Japan introduced the Brain Dock system—a comprehensive brain checkup program—in 1988 to facilitate the diagnosis of brain-related diseases and identification of early-stage abnormalities1,16,17,18. Traditionally, WMH grading has relied on manual interpretation based on physicians’ subjective judgment19. However, this approach is time-consuming, physically demanding, and subject to substantial interobserver variability, with reported rates ranging from 10% to 68%19,20,21. Recent studies have explored the automatic measurement of WMH volume using machine learning algorithms, with convolutional neural networks predominantly employed for WMH segmentation2,21,22,23,24,25. However, only a few studies have investigated algorithms capable of performing WMH segmentation using fluid-attenuated inversion recovery (FLAIR) images alone while quantitatively distinguishing PVH from DWMH through quantitative grading19,21,26,27. The Fazekas scale, widely applied in magnetic resonance imaging (MRI) assessments, remains the most commonly used method for assessing WMHs and differentiating PVH from DWMH28,29,30.
Distinguishing between PVH and DWMH is clinically important due to their differing pathological characteristics. Pathologically, PVH primarily reflects non-vascular changes, whereas DWMH is more closely associated with vascular pathology31,32,33. PVH mainly results from the destruction of the ependymal lining of the lateral ventricles and subependymal gliosis, processes not primarily vascular in origin. By contrast, DWMH is predominantly attributed to the dilatation of perivascular myelin caused by hypoxia resulting from atherosclerotic changes and the enlargement of the perivascular space due to fiber loss, reflecting a vascular pathology31,32,33. Additional studies have suggested that PVH results from impaired cerebrospinal fluid clearance due to glymphatic pathway dysfunction, whereas DWMH is attributed to chronic ischemic hypoperfusion in combination with glymphatic dysfunction34. From a clinical perspective, although both PVH and DWMH are associated with cognitive impairment, PVH has been reported to exert a greater impact on processing speed and executive function compared with DWMH. From a genetic perspective, a genome-wide association study of PVH and DWMH in 26,654 participants aged ≥ 45 years identified distinct genetic structures between the two35. Collectively, these findings underscore the importance of distinguishing PVH from DWMH on MRI, given their differing pathological, clinical, and genetic profiles.

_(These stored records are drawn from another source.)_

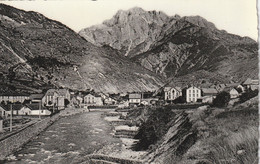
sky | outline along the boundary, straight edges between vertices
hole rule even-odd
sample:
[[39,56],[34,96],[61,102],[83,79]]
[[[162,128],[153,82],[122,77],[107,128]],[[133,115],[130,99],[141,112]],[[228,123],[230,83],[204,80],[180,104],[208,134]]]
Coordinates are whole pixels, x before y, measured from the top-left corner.
[[220,30],[257,40],[256,0],[60,0],[0,1],[26,11],[36,11],[74,31],[101,24],[118,10],[141,7],[169,16],[204,17]]

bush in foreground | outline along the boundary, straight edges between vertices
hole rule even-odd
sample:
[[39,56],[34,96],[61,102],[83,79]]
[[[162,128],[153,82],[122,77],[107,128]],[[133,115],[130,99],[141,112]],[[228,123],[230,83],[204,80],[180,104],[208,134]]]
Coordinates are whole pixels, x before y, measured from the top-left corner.
[[215,107],[225,107],[230,101],[230,94],[223,91],[220,92],[217,97],[213,100],[213,106]]

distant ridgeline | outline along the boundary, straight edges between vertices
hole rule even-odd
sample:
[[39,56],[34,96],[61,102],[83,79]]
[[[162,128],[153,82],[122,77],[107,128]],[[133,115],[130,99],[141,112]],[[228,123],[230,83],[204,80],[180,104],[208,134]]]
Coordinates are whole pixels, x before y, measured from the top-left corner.
[[258,75],[257,43],[204,18],[133,8],[75,33],[0,4],[0,92],[50,88],[156,91],[166,83],[242,82]]

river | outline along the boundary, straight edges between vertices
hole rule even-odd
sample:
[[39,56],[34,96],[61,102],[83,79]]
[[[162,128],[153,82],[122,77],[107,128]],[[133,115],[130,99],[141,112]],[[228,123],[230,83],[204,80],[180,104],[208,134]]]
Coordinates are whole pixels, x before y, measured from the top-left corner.
[[112,127],[101,114],[89,112],[59,119],[11,155],[6,163],[71,164],[104,145],[115,143],[120,147],[120,139],[112,136]]

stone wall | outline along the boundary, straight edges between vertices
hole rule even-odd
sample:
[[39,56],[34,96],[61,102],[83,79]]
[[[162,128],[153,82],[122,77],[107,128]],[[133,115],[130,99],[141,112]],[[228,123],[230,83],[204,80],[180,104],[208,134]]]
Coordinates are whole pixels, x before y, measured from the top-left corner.
[[32,137],[38,135],[58,118],[59,114],[53,115],[52,117],[47,117],[40,122],[31,124],[1,139],[0,160],[3,160],[6,156],[16,151],[19,147],[27,143]]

Clinical applications of artificial intelligence (AI) for WMH grading have demonstrated consistently accurate diagnostic performance. However, a few multicenter studies have validated AI algorithms for automated grading27,36,37. This study aimed to develop and validate a novel AI grading system for PVH and DWMH using FLAIR imaging alone and highlight the limitations of qualitative classification, even among expert physicians. To achieve this, a practical pipeline was designed that integrates WMH segmentation, PVH/DWMH separation, and data-driven grading based on learned volume thresholds. Unlike previous approaches, which either omitted the separation step or relied on computationally intensive per-slice distance map calculations, the present method employs a morphology-based approximation using a ventricular mask21,38. This approach enables more efficient processing, rendering it suitable for clinical use.
Results
Grading annotations, WMH segmentation, and PVH and DWMH separation
Table 1 presents the annotation results, detailing the number of patients in each grade and the mean ± standard deviation of PVH and DWMH volumes as quantified by the proposed method. A positive correlation was observed between severity grade and total WMH volume across all patients. Figure 1a illustrates the distribution of PVH and DWMH volume ratios corresponding to each Fazekas grade in the test dataset, with correlation coefficients of r = 0.840 for PVH and r = 0.729 for DWMH.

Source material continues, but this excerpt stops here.